2. Here on applying texts_to_sequences on the test data, it is seen that

    (a.) "artificial" and  "intelligence" are not present in the tarining data

    (b.) These are the unknown words that get dissappear, so the Model loses these information.

    (c.) This is OOV problem.

#### Let's Solve OOV Problem

#### Step 6:  Create Tokenizer WITH OOV Handling

In [88]:
### Create the object for Tokenizer with oov token to identify the unknown words
tokenizer_with_oov = Tokenizer(oov_token = "<OOV>")
### train and transform the corpus text data using the new object for Tokenizer
tokenizer_with_oov.fit_on_texts(train_corpus)

### OBSERVATIONS:

1. The object for Tokenizer is created  including OOV(that will identify unknown words that occur during the testing phase and will be marked as OOV).

2. Then using the object of Tokenizer, fit_on_texts is applied on the corpus data to transform the data and build the vocabulary dictionary.

3. Here every word has been assigned with the integer sequence.

### Step 7:  Check Word Index Again

In [89]:
tokenizer_with_oov.word_index

{'<OOV>': 1,
 'learning': 2,
 'is': 3,
 'i': 4,
 'love': 5,
 'data': 6,
 'science': 7,
 'machine': 8,
 'amazing': 9,
 'deep': 10,
 'powerful': 11}

### OBSERVATIONS:

1.  Here index is assigned to every word in the text.

#### Step 8:  Convert Test Sentence Again

In [90]:
test_sentence = ["I love artificial intelligence"]

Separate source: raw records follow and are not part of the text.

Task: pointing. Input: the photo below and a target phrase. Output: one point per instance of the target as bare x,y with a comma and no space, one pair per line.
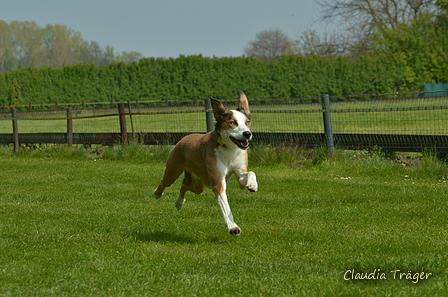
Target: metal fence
401,122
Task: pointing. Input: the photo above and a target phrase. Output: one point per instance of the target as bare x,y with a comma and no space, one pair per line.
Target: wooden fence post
124,133
209,114
15,130
69,127
327,122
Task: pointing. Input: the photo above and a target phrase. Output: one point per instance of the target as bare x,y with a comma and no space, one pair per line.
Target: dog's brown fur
208,160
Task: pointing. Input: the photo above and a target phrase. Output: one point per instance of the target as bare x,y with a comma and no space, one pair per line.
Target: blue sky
169,28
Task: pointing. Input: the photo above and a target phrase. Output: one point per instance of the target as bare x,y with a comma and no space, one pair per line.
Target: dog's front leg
221,196
248,180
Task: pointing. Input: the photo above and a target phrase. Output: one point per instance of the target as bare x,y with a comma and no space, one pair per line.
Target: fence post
209,114
15,130
69,127
131,118
124,133
327,122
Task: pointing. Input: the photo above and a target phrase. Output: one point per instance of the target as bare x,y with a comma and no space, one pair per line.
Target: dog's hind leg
172,172
190,183
221,196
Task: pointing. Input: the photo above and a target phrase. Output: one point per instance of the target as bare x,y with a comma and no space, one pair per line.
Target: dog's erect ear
218,109
243,106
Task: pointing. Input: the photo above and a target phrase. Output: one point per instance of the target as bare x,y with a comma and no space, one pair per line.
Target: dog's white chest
227,159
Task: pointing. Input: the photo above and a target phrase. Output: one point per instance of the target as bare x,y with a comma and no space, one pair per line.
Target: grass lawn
78,226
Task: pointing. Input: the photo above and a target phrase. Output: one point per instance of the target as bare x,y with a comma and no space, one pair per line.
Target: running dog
209,160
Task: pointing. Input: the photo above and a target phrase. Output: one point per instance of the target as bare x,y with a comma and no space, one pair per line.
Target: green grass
84,224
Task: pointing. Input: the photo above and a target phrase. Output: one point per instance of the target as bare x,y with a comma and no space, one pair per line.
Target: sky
169,28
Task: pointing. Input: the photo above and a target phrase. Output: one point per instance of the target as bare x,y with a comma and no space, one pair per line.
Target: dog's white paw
235,231
252,184
179,203
156,195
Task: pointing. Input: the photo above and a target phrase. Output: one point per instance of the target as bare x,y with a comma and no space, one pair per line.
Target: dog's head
233,125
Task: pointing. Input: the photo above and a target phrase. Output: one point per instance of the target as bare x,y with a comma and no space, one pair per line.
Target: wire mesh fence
402,114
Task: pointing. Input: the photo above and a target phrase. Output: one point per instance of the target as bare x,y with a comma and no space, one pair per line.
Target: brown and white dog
209,160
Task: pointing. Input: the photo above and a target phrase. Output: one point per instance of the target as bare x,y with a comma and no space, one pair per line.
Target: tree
26,44
360,19
129,57
328,45
270,45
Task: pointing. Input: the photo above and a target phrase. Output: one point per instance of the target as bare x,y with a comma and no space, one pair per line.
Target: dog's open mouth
242,144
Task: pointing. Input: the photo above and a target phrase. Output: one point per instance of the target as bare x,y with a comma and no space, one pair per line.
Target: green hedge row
197,77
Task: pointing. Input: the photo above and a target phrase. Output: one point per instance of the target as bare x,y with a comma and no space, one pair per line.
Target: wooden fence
387,141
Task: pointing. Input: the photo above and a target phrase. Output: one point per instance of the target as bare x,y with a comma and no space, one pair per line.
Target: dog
209,160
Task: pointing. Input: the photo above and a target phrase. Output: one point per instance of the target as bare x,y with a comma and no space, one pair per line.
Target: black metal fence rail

test_sequences_with_oov = tokenizer_with_oov.texts_to_sequences(test_sentence)

print(test_sequences_with_oov)

[[4, 5, 1, 1]]


### OBSERVATIONS:

1.  'artificial' and 'intelligence' are the two unknown words that occur druing the testing but not in model training.

2. So now these words will be marked as OOV with index 1 as mentioned in the vocabulary dictionary.

3. Now these words will not get dissappeared and the model will not loose any information.

### Step 9:  Perform the padding on  the Sequences

In [91]:
padding_sequence = pad_sequences(test_sequences_with_oov, maxlen=6, padding='post')

In [92]:
padding_sequence

array([[4, 5, 1, 1, 0, 0]], dtype=int32)

### OBSERVATIONS:

1. Now padding is applied on the test output data.

2. It length is 6

3. 0 has been added at the end of the sequence due to post  padding.